- Born: Kristina M. Passman
- Citizenship: American
- Known for: Co-chair of the Lambda Classical Caucus
- Awards: Outstanding Faculty Award (2011)

Academic background
- Education: University of Iowa (BA, MA, PhD)

Academic work
- Discipline: Classics, Classical Language and Literature
- Institutions: University of Maine

= Tina Passman =

American classical scholar

Tina Passman is an American classical scholar, who is Emeritus Associate Professor of Classical Language and Literature at the University of Maine. Alongside David Halperin, Passman was one of the first co-chairs of the Lesbian and Gay Classical Caucus, now Lambda Classical Caucus, which was founded in 1989. She studied for her BA, MA and PhD in Classics at the University of Iowa. Her research interests include women in the ancient world, multiculturalism, community building and inclusion. She pioneered online teaching and the adoption of universal design in her field.

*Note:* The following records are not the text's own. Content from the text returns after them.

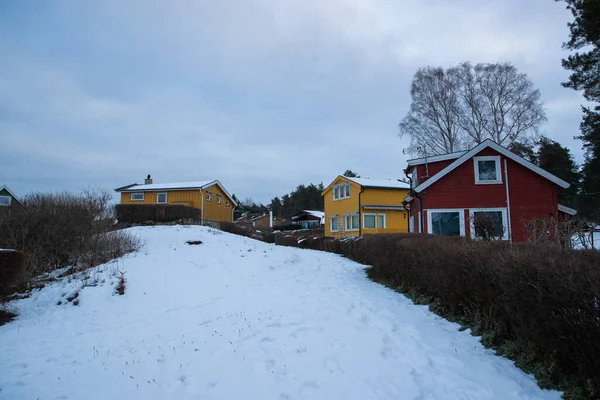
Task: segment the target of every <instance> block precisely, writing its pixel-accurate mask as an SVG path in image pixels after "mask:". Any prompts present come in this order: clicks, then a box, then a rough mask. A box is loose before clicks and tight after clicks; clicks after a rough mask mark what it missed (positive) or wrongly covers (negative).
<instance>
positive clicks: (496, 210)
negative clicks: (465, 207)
mask: <svg viewBox="0 0 600 400" xmlns="http://www.w3.org/2000/svg"><path fill="white" fill-rule="evenodd" d="M494 211H496V212H497V211H502V227H503V228H504V232H502V237H500V238H499V239H500V240H508V211H507V210H506V208H503V207H496V208H470V209H469V225H470V227H471V238H472V239H476V240H481V238H480V237H477V236H475V213H476V212H494Z"/></svg>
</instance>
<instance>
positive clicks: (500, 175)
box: [473, 156, 502, 185]
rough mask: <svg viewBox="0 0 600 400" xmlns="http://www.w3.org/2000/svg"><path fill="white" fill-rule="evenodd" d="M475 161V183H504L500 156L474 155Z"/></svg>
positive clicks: (478, 183)
mask: <svg viewBox="0 0 600 400" xmlns="http://www.w3.org/2000/svg"><path fill="white" fill-rule="evenodd" d="M473 162H474V163H475V183H476V184H479V185H481V184H492V183H502V173H501V169H500V156H484V157H473Z"/></svg>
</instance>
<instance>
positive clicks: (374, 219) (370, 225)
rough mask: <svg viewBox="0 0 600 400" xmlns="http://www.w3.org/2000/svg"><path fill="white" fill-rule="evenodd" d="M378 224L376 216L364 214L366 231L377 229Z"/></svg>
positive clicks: (363, 221)
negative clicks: (376, 224)
mask: <svg viewBox="0 0 600 400" xmlns="http://www.w3.org/2000/svg"><path fill="white" fill-rule="evenodd" d="M376 223H377V215H376V214H363V228H364V229H375V228H376V227H377V226H376Z"/></svg>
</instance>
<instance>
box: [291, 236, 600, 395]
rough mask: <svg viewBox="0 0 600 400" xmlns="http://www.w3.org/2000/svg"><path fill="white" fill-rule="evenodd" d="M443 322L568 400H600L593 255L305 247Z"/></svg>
mask: <svg viewBox="0 0 600 400" xmlns="http://www.w3.org/2000/svg"><path fill="white" fill-rule="evenodd" d="M302 244H303V246H306V247H309V248H314V249H319V250H320V249H321V248H324V249H325V250H327V251H331V252H335V253H341V254H343V255H345V256H347V257H348V258H351V259H353V260H356V261H358V262H361V263H363V264H366V265H370V266H371V268H370V269H369V270H368V274H369V276H370V277H371V278H372V279H373V280H376V281H378V282H382V283H385V284H386V285H388V286H390V287H392V288H394V289H397V290H399V291H401V292H403V293H406V294H407V295H408V296H410V297H412V298H413V300H414V301H415V302H417V303H428V304H430V308H431V309H432V310H433V311H434V312H436V313H438V314H440V315H442V316H444V317H445V318H447V319H449V320H453V321H457V322H459V323H461V324H462V325H463V326H468V327H470V328H472V330H473V332H474V334H477V335H482V342H483V343H484V344H485V345H486V346H489V347H492V348H495V349H497V350H498V353H499V354H501V355H505V356H507V357H509V358H511V359H513V360H515V362H516V365H517V366H518V367H520V368H522V369H523V370H524V371H526V372H531V373H534V375H535V376H536V378H537V379H538V383H539V384H540V386H542V387H547V388H550V387H553V388H557V389H560V390H567V394H566V396H571V395H572V396H575V395H577V396H581V397H583V398H596V394H597V393H600V341H599V340H598V338H599V337H600V268H598V266H600V252H597V251H578V250H572V249H564V248H559V247H551V246H535V245H531V244H513V245H511V244H509V243H506V242H500V241H473V240H470V239H468V238H464V237H441V236H432V235H424V234H395V235H394V234H388V235H368V236H365V237H363V238H349V239H341V240H305V241H303V242H302Z"/></svg>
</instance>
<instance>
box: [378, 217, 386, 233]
mask: <svg viewBox="0 0 600 400" xmlns="http://www.w3.org/2000/svg"><path fill="white" fill-rule="evenodd" d="M377 227H378V228H379V229H385V214H379V215H377Z"/></svg>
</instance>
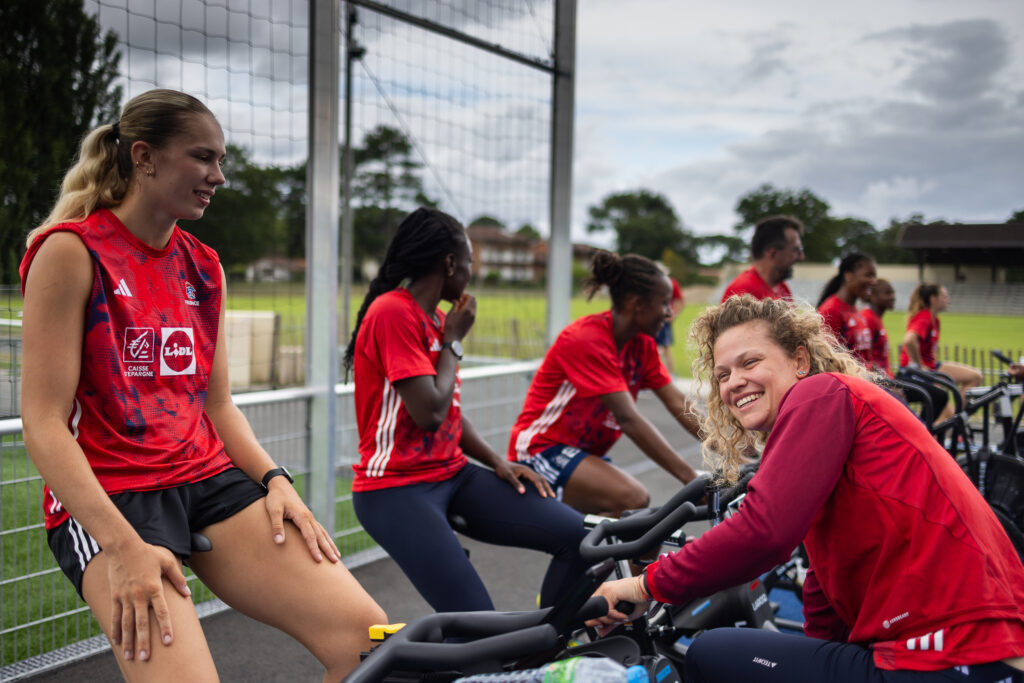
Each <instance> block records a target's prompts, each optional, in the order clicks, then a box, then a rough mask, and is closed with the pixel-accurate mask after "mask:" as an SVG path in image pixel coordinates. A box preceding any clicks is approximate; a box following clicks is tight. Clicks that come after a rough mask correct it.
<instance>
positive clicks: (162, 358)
mask: <svg viewBox="0 0 1024 683" xmlns="http://www.w3.org/2000/svg"><path fill="white" fill-rule="evenodd" d="M160 337H161V344H160V374H161V375H163V376H169V375H195V374H196V337H195V336H194V334H193V329H191V328H161V329H160Z"/></svg>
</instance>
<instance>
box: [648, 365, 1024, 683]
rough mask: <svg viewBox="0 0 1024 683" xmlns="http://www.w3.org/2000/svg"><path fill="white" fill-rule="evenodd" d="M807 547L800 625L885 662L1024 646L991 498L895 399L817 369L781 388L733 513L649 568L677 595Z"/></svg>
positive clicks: (712, 585)
mask: <svg viewBox="0 0 1024 683" xmlns="http://www.w3.org/2000/svg"><path fill="white" fill-rule="evenodd" d="M801 541H803V543H804V544H805V547H806V548H807V553H808V556H809V558H810V562H811V571H810V572H809V573H808V577H807V581H806V583H805V584H804V615H805V618H806V625H805V629H804V631H805V633H806V634H807V635H808V636H811V637H815V638H826V639H831V640H839V641H847V642H851V643H862V644H865V645H868V646H869V647H871V649H872V650H873V658H874V663H876V665H877V666H878V667H880V668H882V669H887V670H911V671H936V670H940V669H947V668H951V667H955V666H961V665H973V664H983V663H988V661H996V660H999V659H1004V658H1007V657H1012V656H1019V655H1024V566H1022V565H1021V561H1020V558H1019V557H1018V556H1017V552H1016V551H1015V549H1014V547H1013V545H1011V543H1010V539H1008V538H1007V535H1006V532H1005V531H1004V530H1002V527H1001V525H1000V524H999V522H998V520H997V519H996V518H995V515H994V514H993V513H992V510H991V508H989V506H988V504H987V503H986V502H985V500H984V499H983V498H982V497H981V494H979V493H978V489H977V488H975V486H974V485H973V484H972V483H971V480H970V479H968V477H967V475H965V474H964V472H963V471H962V470H961V468H959V466H958V465H957V464H956V462H955V461H954V460H953V459H952V458H950V457H949V454H947V453H946V452H945V451H944V450H943V449H942V447H941V446H940V445H939V444H938V442H937V441H936V440H935V439H934V438H933V437H932V435H931V434H930V433H929V432H928V429H927V428H926V427H925V426H924V425H923V424H922V423H921V421H920V420H918V418H916V416H914V415H913V414H912V413H911V412H910V411H909V410H907V409H906V408H905V407H904V405H903V404H902V403H900V402H899V400H897V399H896V398H894V397H893V396H891V395H890V394H889V393H887V392H886V391H885V390H884V389H882V388H880V387H878V386H877V385H874V384H872V383H870V382H867V381H865V380H862V379H859V378H856V377H850V376H847V375H839V374H833V373H827V374H820V375H815V376H812V377H809V378H807V379H805V380H801V381H799V382H797V383H796V384H795V385H794V386H793V387H792V388H791V389H790V390H788V391H787V392H786V394H785V395H784V396H783V397H782V399H781V401H780V404H779V408H778V416H777V418H776V420H775V424H774V426H773V427H772V430H771V433H770V435H769V436H768V440H767V442H766V443H765V450H764V453H763V455H762V459H761V467H760V470H759V471H758V473H757V474H756V475H755V476H754V478H753V479H752V480H751V483H750V486H749V488H748V495H746V498H745V499H744V500H743V504H742V506H741V507H740V509H739V512H738V514H736V515H733V516H732V517H730V518H728V519H726V520H725V521H724V522H723V523H721V524H719V525H718V526H715V527H713V528H711V529H710V530H708V531H706V532H705V533H703V535H701V536H700V538H698V539H697V540H696V541H694V542H693V543H690V544H687V545H686V546H684V547H683V548H682V549H680V550H679V551H677V552H676V553H673V554H672V555H667V556H663V557H662V558H659V559H658V560H657V561H656V562H655V563H653V564H651V565H650V566H649V567H648V568H647V585H648V587H649V588H650V591H651V594H652V596H653V597H654V598H655V599H656V600H659V601H663V602H675V603H683V602H686V601H688V600H691V599H693V598H696V597H699V596H707V595H711V594H713V593H715V592H716V591H719V590H722V589H724V588H728V587H730V586H735V585H737V584H739V583H742V582H744V581H751V580H753V579H756V578H757V577H758V575H760V574H761V573H762V572H764V571H767V570H768V569H770V568H771V567H772V566H775V565H776V564H779V563H780V562H783V561H785V560H786V559H787V558H788V557H790V553H791V551H792V550H793V548H795V547H796V546H797V545H798V544H799V543H801Z"/></svg>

Passman has voiced interpretations that recognized a "patriarchal voice" in the Homeric Hymn to Demeter. In 1993 her article "Out of the Closet and into the Field: Matriculture, the Lesbian Perspective, and Feminist Classics" was published which discussed the neglect of America's first woman classicist, Jane Harrison, and tied that neglect to an unpopularity of lesbian perspectives in the field. However, her perspectives on both matriarchy and Jane Harrison were challenged in by Simon Goldhill who described her views as "uncritical".

== Awards ==

- 2011 Outstanding Faculty Award - College of Liberal Arts and Sciences at the University of Maine.

== Selected publications ==

- Passman, Tina, and Ravonne A. Green. "Start with the syllabus: Universal design from the top." Journal of Access Services 6.1-2 (2009): 48–58.
- Passman, Tina, "Out of the Closet and into the Field: Matriculture, the Lesbian Perspective, and Feminist Classics", in Nancy Sorkin Rabinowitz, Amy Richlin, Feminist Theory and the Classics. Thinking gender. London: Routledge, 1993.
- Tina Passman, “Re (de)fining Woman: Language and Power in the Homeric Hymn to Demeter,” in Woman’s Power, Man’s Game: Essays on Classical Antiquity in Honor of Joy K. King edited by Mary De Forest, Wauconda, IL: Bolchazy-Carducci Publishers (1993) 54–77.
- Passman, Kristina M. "The Classical Amazon in Contemporary Cinema." The Bucknell Review 35.1 (1991): 81.